The heart and skeletal muscles contain 98% of the body’s L-carnitine, which in a 70-kg male amounts to about 100 mmol. Taking into consideration the lack of dietary intake and 24-hour loss in urine, that amount of L-carnitine should suffice for about 660 days [26, 27]. It is possible that the L-carnitine pool ensures that the β-oxidation of LCFA takes place in muscles for a longer time than the expected survival time of RC patients. This may be the reason why there is no difference between the influence of MCT/LCT and LCT-only mixtures on the nutritional markers. The immune system cells do not store L-carnitine but gather it from the serum. That is why in state of reduced serum L-carnitine, the MCT/LCT emulsions may provide the immune cells with more energy than LCT-only and improve their response to inflammation [28].

Conclusions

Our results do not indicate the superiority of use of MCT/LCT or LCT lipid emulsions in PN for patients with cancer cachexia.
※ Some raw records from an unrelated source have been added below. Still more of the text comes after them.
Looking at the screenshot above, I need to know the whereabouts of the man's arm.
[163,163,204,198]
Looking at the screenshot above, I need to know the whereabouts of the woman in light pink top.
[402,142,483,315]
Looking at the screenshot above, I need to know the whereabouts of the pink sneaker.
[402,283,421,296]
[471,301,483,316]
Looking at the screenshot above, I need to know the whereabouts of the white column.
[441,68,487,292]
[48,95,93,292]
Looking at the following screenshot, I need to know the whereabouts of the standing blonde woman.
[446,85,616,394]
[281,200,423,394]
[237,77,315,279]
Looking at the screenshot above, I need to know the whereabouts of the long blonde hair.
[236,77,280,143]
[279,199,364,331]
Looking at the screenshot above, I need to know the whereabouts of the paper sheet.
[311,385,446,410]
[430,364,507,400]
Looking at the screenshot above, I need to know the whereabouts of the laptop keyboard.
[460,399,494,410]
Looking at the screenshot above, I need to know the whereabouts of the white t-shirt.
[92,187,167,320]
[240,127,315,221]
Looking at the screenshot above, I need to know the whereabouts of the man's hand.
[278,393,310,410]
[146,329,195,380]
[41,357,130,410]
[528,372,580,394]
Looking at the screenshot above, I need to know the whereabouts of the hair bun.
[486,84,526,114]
Simple undernutrition plays an important role in premature RC recognition in patients with a tumour causing gastrointestinal obstruction or semi-obstruction. The BML lacks prognostic value regarding the survival time in this patient group. Such patients require an individual treatment approach because some of them might benefit from invasive methods of restoring feeding. The lack of verified markers makes it difficult to distinguish the various stages of cachexia in clinical practice.